Given the foregoing, I’m also quite sceptical about the wisdom of lockdowns – not just because of the obvious damage they will do to society (and especially in the longer term), but also because it’s possible that the pre-lockdown activity spreads the virus more prominently as people take more risks and socialise more and take greater risks knowing they are soon going to be in lockdown. Then again, there have been some ridiculous contraventions of the law (and general wisdom) with large scale gatherings, without which the situation probably would have been much less severe. These fools make lockdowns much more likely to be imposed on the rest of us.

Perhaps to be the kind of society that definitely doesn’t need a lockdown, we would need a human system that’s capable of assenting to a complex top-down Covid-19 directive that significantly helps stop the spread, but one that’s also capable of facilitating complex bottom-up local incentives connected to social and familial needs, relationships, jobs, businesses and human well-being - and it’s clear we don’t have anything very close to that optimal balance (again, because it’s a very hard balance to strike).

It’s also impossible for any individual mind to ingest the full range of costs of Covid-19, and of associative government policies, because it’s just too much information to comprehend. The lost income, the thwarted behaviour, the cessation of activities that can’t be done online, the social declension, and the effects on well-being and mental health are too multifarious to be absorbed by a single brain - so it’s likely that in making policies to protect us from Covid, politicians and health experts are overestimating the benefits of these policies and underestimating the costs. 

Again, through no real fault of our own, what we also certainly don't have is the sophisticated central intelligence to deal with the fact that Covid-19 poses different threats to different people, and the fact that its existence means very different things across society, as people juggle all kinds of priorities and decision-making.
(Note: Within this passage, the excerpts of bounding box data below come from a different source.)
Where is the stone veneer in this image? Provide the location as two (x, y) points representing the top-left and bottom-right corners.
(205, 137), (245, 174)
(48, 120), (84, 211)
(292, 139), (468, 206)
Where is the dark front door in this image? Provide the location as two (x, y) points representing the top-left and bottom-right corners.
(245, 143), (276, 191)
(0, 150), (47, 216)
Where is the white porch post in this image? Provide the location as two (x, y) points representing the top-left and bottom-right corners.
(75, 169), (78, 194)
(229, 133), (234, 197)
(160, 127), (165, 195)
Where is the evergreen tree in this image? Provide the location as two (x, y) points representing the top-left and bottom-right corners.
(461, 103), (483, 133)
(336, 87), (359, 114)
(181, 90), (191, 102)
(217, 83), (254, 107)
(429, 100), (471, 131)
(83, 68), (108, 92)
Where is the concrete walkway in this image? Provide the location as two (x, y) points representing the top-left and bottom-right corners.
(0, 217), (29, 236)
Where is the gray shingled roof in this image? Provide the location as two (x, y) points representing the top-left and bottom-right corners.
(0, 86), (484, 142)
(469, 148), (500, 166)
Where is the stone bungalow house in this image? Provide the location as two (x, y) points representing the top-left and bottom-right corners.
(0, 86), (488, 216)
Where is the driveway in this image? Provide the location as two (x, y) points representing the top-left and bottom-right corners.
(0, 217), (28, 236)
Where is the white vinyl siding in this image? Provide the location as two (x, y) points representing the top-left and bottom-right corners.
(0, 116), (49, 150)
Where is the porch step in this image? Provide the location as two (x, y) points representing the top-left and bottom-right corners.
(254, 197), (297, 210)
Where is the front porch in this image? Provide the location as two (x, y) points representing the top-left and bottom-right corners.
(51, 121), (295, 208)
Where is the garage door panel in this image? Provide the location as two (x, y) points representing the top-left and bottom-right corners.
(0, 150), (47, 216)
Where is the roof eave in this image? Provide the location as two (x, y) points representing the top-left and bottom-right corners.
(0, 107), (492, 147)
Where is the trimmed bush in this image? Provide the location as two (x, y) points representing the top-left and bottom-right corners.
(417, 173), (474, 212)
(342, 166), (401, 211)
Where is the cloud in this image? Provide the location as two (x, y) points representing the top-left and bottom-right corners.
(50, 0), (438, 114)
And it should be acknowledged too that not all the economic damage is caused by government-mandated lockdowns - there are many workers and consumers who have chosen to stay at home more and not risk much exposure to infection.

I'm sorry to disappoint any readers who may expect more, but I don't have any grand-slam wisdom about Covid-19 that can act as a panacea against the perceived wisdom of the so-called experts. Something as epistemologically intractable as Covid-19 just makes me inclined towards Ecclesiastes 9:17, which says that "The quiet words of the wise are more to be heeded than the shouts of a ruler of fools."

I do, however, think it is remarkable and alarming how so many people have pushed the narrative that all that really matters these days is avoiding Covid-19, and that no other goals are worth considering if they don't wholly espouse the absolutist position of Covid-avoidance. It's also outrageous to me that our political elite has made virtually all of its decisions without even a flicker of a justification for why these decisions are better than the alternatives. They have acted all the way through as though the alternative consideration doesn't even need an acknowledgement, let alone an argument as to why an alternative model is a preferred one.

Covid-19 is serious, but for most people, the avoidance of it is not the most important thing above all else - we just don't have the central intelligence to facilitate those complex human needs and preferences. And nor will it turn out to have been worth pursuing Covid-19 avoidance at all other costs. I have little doubt that that will turn out to be right, although I have somewhat more doubt than anyone or any group really has enough wisdom and foresight to have got us through the crisis very much better. So I think we should adopt a humble, forgiving spirit of pulling together, and encourage each other with kindness and grace wherever possible.